Daniel Green Reviews

Film Review: ‘Beyond the Hills’

★★★★☆
Awarded the coveted Palme d’Or prize back in 2007 for the desperately melancholic, Bucharest-set 4 Months, 3 Weeks & 2 Days, acclaimed Romanian filmmaker Cristian Mungiu returns to our shores this week with Beyond the Hills (După dealuri, 2012), a slow-burning satire of groupthink and religious indoctrination. Jettisoning some of the ruthless realism of his past works, Mungiu’s latest is a far more theatrical beast, part-chamber piece, part-Crucible-style procedural. Almost entirely self-contained within a tightly-knit religious community, the reunion of two childhood friends ultimately leads to a tragic denouement.

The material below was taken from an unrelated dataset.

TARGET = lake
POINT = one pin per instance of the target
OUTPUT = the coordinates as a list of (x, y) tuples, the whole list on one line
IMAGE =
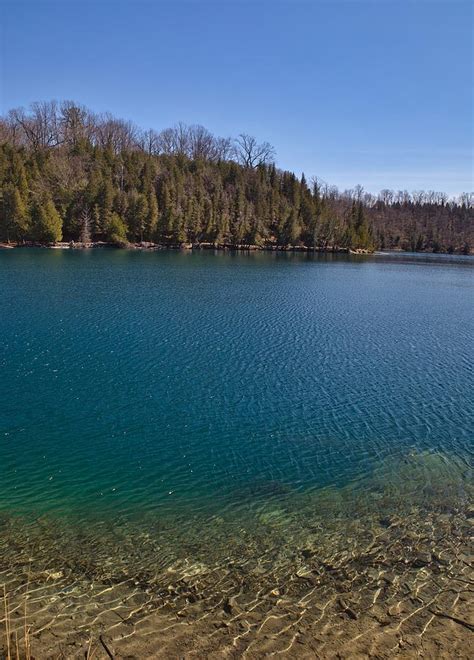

Sharing the Best Actress prize between them at last year’s Cannes, Cristina Flutur and Cosmina Stratan play Alina and Voichiţa, two contrasting women who grew up together in an orphanage. After many years apart, Alina – who now lives in Germany – travels back to Romania in order to visit Voichiţa at the walled convent in which she resides. Taken aback by the regimented Orthodox order that her friend is now a part of, Alina is instantly targeted as a destructive force by the seemingly omnipotent head priest (Valeriu Andriuta) and the bespectacled mother superior (Dana Tapalaga). Demonised by those around her, Voichiţa finds herself torn between her childhood ally – whose life comes under threat – and her much-cherished church.

Ignore the ‘slow cinema’ label that has, for one reason or another, followed the film around since its Cannes premiere – Beyond the Hills is a far more concise and spritely piece than some have given it credit for. At 150 minutes, Mungiu’s latest does obviously afford more time to character development and meticulously establishing tone than most; however, shortly after Alina’s unwitting infiltration of Voichiţa’s sect, hushed rumours and whispered accusations begin to snowball out of all control. Tellingly, even the sedate, mouse-like Voichiţa begins to have her own doubts about her estranged friends true motives. As Andriuta’s priest preaches, “The man who leaves and the man who comes back are not the same.”

Key to Mungiu’s ongoing stature as one of Europe’s directorial elite is his skill at casting, and as their shared award win would suggest, he couldn’t have picked two better lead actresses than Flutur and Stratan. Thrust into the heart of a modern day inquisition, the pair deliver performances of incredible subtlety and restraint, with Stratan particularly impressive as a desperately conflicted soul forced to choose between the two most influential individuals in her life – her one and only friend, and her one and only god. A well-rounded cast of supporting players – from righteous do-gooders to snooping busy bodies – add further depth and texture to the drama, creating an effective microcosm of society as a whole, yet one tearing at the seams with superstitious fear and mistrust.

Inspired by two non-fiction novels on institutional abuse by the Romanian writer Tatiana Niculescu Bran (Deadly Confession and Judge’s Book), Mungiu’s Beyond the Hills delicately explores a highly controversial, contemporary subject with the care and intelligence that it necessitates. Though its climactic descent into wild chaos and semi-melodrama may jar with certain audiences, already lulled into a false sense of security by the film’s pastoral opening half, its anti-sensationalist handling of organised religion in Eastern Europe is both refreshing and quietly affecting.